During her stay in Jerusalem, Margery Kempe decided to travel to religious sites in the surrounding areas. First, she wished to travel to the River Jordan, although her companions forbade her from accompanying them there. She prayed to God, and claimed that he gave her permission to travel without the permission of her companions. In describing this experience, Kempe gives some of the only details about her surroundings and local people that occur in the entire narrative. Even so, she mentions them only in relation to how they affect her own experience. Kempe describes the extreme heat of the day as an aspect of her suffering. When she decides to climb Mt. Quarentyne, she writes that the heat and the steep terrain prevent her from making the climb. Her companions also refuse to help her. Because of this, we get one of her few descriptions of people who live near Jerusalem and are not Christian. A “good-looking” “Saracen” helps Kempe to climb the mountain when her companions will not, and she generally states that the “Saracens” were kind and helpful to her.
All of these descriptions serve to heighten Kempe’s depiction of her own suffering and to cast her companions in an unflattering light. She states that she “found all people good and gentle to her, except her own countrymen.” The kindness of the Muslim people in Jerusalem serves to highlight the failings of her companions, not to make any argument for religious or racial acceptance.

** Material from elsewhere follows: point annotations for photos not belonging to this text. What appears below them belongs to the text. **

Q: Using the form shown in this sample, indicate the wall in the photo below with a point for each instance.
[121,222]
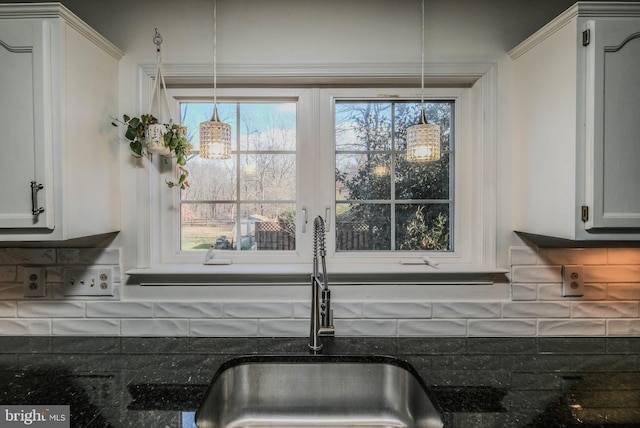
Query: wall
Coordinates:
[609,307]
[308,33]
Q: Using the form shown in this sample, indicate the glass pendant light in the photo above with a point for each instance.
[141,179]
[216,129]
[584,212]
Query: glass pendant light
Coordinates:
[215,136]
[423,139]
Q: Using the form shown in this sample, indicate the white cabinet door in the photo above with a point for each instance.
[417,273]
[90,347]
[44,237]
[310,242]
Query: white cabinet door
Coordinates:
[25,121]
[613,123]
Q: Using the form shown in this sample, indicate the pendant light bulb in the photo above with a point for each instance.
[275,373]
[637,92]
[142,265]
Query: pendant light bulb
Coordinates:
[215,136]
[423,139]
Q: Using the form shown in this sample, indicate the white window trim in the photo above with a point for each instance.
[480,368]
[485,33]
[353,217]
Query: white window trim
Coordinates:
[480,197]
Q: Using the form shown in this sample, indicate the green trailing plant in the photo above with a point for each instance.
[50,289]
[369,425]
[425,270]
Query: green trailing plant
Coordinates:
[174,138]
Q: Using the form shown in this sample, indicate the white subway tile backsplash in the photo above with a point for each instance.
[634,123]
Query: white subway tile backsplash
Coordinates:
[521,291]
[592,291]
[188,310]
[605,309]
[581,327]
[501,328]
[536,274]
[154,327]
[86,327]
[8,309]
[25,327]
[536,310]
[628,291]
[535,306]
[466,310]
[284,328]
[623,327]
[8,274]
[11,291]
[432,327]
[397,310]
[102,309]
[250,309]
[613,273]
[223,328]
[41,309]
[367,327]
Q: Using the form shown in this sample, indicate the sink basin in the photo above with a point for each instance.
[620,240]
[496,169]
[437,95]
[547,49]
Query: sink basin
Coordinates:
[317,391]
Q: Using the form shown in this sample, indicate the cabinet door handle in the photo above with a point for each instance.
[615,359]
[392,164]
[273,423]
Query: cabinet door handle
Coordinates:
[35,210]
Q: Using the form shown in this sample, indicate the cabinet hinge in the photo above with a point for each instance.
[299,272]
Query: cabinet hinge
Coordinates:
[586,37]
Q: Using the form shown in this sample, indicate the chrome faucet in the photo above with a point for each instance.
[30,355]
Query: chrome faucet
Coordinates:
[321,312]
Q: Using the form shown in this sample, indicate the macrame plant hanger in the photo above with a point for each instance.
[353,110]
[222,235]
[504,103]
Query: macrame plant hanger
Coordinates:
[155,132]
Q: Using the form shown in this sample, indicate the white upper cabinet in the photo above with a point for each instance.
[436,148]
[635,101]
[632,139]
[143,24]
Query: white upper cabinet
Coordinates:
[577,125]
[59,85]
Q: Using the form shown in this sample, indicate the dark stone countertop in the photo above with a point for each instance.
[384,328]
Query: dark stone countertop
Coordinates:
[477,382]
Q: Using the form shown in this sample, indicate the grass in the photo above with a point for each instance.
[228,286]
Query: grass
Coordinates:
[200,237]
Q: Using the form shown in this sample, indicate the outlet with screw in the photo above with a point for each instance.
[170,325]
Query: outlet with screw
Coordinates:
[572,281]
[33,282]
[88,282]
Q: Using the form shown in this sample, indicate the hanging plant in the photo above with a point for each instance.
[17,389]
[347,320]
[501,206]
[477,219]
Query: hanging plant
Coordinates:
[173,142]
[147,135]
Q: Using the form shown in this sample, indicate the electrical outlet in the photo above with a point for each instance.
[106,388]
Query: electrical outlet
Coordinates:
[88,282]
[33,282]
[572,281]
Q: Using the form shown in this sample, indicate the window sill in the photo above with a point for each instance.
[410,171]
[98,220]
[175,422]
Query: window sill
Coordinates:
[352,274]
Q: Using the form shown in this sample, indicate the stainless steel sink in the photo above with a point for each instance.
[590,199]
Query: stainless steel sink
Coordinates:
[317,391]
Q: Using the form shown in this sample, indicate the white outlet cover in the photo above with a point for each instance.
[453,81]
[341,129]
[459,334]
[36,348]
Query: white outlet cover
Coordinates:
[88,282]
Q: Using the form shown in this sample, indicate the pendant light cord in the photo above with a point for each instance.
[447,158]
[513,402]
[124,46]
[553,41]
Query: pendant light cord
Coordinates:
[215,42]
[422,112]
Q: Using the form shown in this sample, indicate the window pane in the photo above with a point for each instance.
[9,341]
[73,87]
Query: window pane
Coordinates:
[363,126]
[268,177]
[210,179]
[194,113]
[267,126]
[361,227]
[363,176]
[267,227]
[206,224]
[423,227]
[422,180]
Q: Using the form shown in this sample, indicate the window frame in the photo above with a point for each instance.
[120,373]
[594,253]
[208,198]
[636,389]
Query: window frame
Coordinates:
[475,169]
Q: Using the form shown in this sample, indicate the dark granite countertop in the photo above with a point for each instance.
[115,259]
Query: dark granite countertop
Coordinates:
[477,382]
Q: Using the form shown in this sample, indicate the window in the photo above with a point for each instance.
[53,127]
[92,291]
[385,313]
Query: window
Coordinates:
[246,203]
[338,153]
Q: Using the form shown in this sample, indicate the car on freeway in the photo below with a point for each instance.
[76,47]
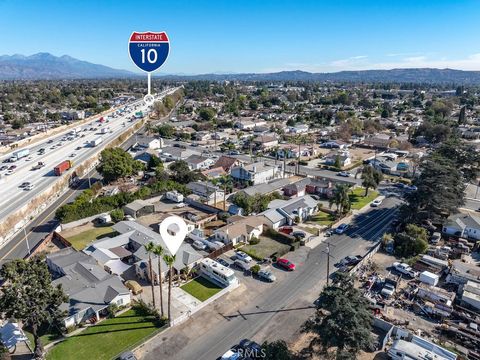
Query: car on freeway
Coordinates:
[341,228]
[286,264]
[240,255]
[267,275]
[376,203]
[29,187]
[298,234]
[242,265]
[197,244]
[349,260]
[222,262]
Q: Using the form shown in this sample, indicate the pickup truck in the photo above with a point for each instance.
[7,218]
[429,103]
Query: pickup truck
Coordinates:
[405,269]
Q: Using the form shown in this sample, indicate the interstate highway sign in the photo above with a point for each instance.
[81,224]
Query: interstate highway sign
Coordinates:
[149,50]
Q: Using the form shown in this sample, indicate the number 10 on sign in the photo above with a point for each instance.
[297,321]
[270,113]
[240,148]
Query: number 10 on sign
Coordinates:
[148,51]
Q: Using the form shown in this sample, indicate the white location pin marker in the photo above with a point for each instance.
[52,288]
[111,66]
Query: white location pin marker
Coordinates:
[173,231]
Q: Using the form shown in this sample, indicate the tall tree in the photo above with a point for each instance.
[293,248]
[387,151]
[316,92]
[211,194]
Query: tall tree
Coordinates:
[340,198]
[371,178]
[159,251]
[169,260]
[150,247]
[342,320]
[28,295]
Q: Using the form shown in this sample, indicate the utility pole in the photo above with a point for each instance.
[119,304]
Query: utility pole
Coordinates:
[26,239]
[327,251]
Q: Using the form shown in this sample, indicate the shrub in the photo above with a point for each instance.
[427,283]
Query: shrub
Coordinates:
[117,215]
[254,240]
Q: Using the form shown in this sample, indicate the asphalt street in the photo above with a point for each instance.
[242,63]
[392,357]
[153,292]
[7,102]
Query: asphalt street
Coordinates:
[279,310]
[13,197]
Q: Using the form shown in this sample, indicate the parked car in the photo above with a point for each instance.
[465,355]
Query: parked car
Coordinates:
[341,228]
[376,203]
[435,238]
[267,275]
[240,255]
[349,260]
[222,261]
[298,234]
[405,269]
[388,290]
[197,244]
[242,265]
[287,265]
[286,230]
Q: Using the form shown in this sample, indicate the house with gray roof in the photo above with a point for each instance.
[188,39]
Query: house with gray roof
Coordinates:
[463,225]
[285,212]
[90,289]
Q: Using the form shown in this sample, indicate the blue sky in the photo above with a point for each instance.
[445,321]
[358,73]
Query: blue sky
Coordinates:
[252,36]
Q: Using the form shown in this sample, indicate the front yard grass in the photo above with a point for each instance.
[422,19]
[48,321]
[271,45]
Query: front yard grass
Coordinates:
[201,288]
[80,241]
[106,339]
[321,218]
[265,248]
[358,200]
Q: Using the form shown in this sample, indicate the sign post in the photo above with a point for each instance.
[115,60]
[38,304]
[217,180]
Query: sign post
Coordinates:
[148,51]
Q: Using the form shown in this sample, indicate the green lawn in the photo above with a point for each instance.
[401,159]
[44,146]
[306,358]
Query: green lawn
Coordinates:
[201,288]
[322,218]
[265,248]
[106,339]
[358,200]
[81,240]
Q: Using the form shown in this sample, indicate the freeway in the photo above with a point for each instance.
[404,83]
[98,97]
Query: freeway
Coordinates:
[58,149]
[276,312]
[18,247]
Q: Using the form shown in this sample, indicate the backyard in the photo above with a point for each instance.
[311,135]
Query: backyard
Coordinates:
[265,248]
[106,339]
[201,288]
[358,200]
[82,239]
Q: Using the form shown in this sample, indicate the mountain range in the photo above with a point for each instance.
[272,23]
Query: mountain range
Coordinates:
[50,67]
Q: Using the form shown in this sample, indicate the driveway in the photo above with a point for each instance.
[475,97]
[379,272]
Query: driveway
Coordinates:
[268,311]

There is also another effect of Kempe’s depiction of herself as an outcast among English pilgrims but a welcomed, pious figure among others. She distances herself from “normal” English people, representing herself as better and holier than them. She allies herself instead with strangers in many places. These strangers tend to be members of the clergy, nuns, monks, or other figures with religious authority or random, often destitute, people that she meets along the way and that she claims are sent by God to guide her. By associating herself with religious authorities, she depicts herself as religiously orthodox and correct, and her companions as degenerate for rejecting her. By claiming those who help her as servants of God, she increases the appearance of her own religious importance (God rearranges the world to help her) while remaining humble as she meets these guides in times of suffering. Her acceptance among “Saracens” functions slightly differently, as they are not Christian and not situated as servants of God. However, it seems like Kempe is using them to rebuke unkind Christians, by saying that even non-Christians accept and help her, and even recognize her piety.
Another interesting trend in this section is the boldness and permission Kempe receives from God. For various reasons, including the fact that she is a woman and the fact that she continuously weeps, Kempe’s companions and other people attempt to limit, contain, and constrain her. When she encounters obstacles such as this, she turns to God for permission, fortification, and vindication. Whether or not Kempe actually experienced the voice of God telling her to go to the River Jordan despite being forbade from doing so, claiming this experience gives her the confidence to do so, and provides a retort to anyone who contradicts her. It justifies her actions to her readers and to the people she was traveling with in the moment. It also seems to be a source of internal fortitude. Kempe writes that because of God’s warnings, pronouncements, and reassurances, she dared to “act the more boldly in consequence.”
P.S. I looked up the etymology of the word “quarantine” and it is actually partially derived from the name of the place where Jesus fasted for 40 days, which is Mt. Quarentyne!